Rucci back in a courtroom on trademark case for Hotel California


By ROBERT CONNELLY

rconnelly@vindy.com

AKRON

Businessman Sebastian Rucci was in court Wednesday on a restraining order related to allegations of trademark infringement against him for the name of his latest venture, Hotel California.

Rucci, his lawyers and lawyers representing Richard A. Butler III of California-based Ocean Avenue Properties were in front of Judge John R. Adams in U.S. District Court Northern District of Ohio.

The complaint from Ocean Avenue Properties details how it started a hotel in Santa Monica, Calif., in 1997 and named it Hotel California — a name also popularized in song by the band The Eagles.

Judge Adams did not make a ruling on a temporary restraining order Wednesday but is expected to make a ruling in a few days, said John Little, a clerk. “Regardless of how the judge handles the temporary-restraining- order request, he would set a date for a preliminary injunction hearing ... no more than two weeks after” this decision, Little said.

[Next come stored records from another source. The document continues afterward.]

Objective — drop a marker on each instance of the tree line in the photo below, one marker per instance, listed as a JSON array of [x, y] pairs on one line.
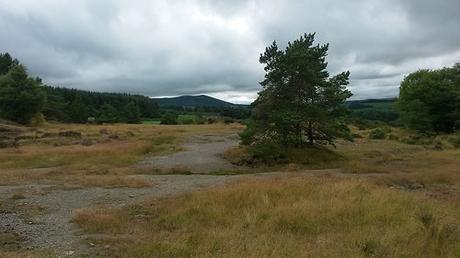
[[24, 100]]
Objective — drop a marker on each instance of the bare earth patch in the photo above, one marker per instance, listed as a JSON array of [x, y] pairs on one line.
[[52, 229], [202, 154]]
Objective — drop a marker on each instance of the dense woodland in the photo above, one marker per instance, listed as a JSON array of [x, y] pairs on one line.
[[429, 100]]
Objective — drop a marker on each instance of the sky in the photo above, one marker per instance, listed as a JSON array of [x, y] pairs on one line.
[[169, 48]]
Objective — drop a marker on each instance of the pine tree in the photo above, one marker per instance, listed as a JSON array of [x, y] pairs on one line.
[[21, 97], [299, 102], [131, 113], [78, 111], [108, 114]]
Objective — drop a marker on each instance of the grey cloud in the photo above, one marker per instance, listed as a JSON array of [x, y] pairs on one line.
[[163, 47]]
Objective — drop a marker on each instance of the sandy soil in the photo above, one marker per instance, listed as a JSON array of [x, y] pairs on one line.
[[202, 154]]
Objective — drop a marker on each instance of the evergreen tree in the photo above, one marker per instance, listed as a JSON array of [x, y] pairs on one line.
[[299, 102], [6, 63], [108, 114], [429, 100], [169, 118], [131, 113], [21, 97], [78, 112]]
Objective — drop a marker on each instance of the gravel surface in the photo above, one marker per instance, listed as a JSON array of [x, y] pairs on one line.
[[52, 229], [202, 154]]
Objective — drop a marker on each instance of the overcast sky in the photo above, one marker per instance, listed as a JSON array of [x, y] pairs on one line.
[[168, 48]]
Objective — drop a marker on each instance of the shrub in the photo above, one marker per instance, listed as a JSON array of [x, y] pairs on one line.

Rucci had filed an opposition to the temporary restraining order and a motion to dismiss Wednesday morning, and both of those will be looked at by the judge after he first rules on the restraining order.

The complaint alleges trademark infringement, trademark counterfeiting and violation of the Ohio Deceptive Trade Practices Act and no less than a $500,000 award to be determined at a trial.

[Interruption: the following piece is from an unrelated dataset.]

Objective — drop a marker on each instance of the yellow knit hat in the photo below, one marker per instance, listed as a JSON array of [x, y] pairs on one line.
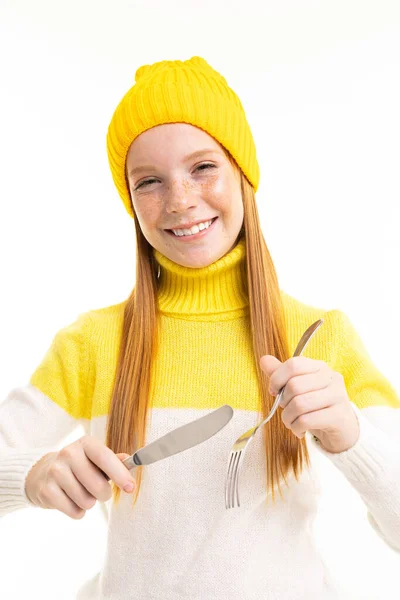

Ocean Avenue also recently has begun to franchise and license its brand in California, including San Francisco, and Butler filed a trademark for the hotel name with the U.S. Patent and Trademark Office on Sept. 19, 1996, the complaint says.

Butler received the registration on the principal register for his trademark July 8, 1997. Years later, on April 6, 2004, Butler received registration for the trademark The Hotel California “for ‘Hotel, motel and furnished lodging services,’” the complaint said.

The complaint also details Rucci’s past with the Go Go Girls Cabaret at the same site as Hotel California.

Ocean Avenue sent Rucci a cease-and-desist letter July 14 this year, and another one Oct. 8. Ocean Avenue said there was no response to either.

Rucci filed an application for trademark of Hotel California to the USPTO on Sept. 21. Three days later, he submitted another application for the trademark Hotel Cali, also to the USPTO. On those applications, Rucci signed a statement saying that, to his knowledge, no other person had a trademark on those two hotel names.

Then, on Oct. 6, there was a trademark and service mark application filed to the Ohio secretary of state for the mark “Hotel California” and in that, Rucci said he was the owner of the mark and that no one else in the country had the mark.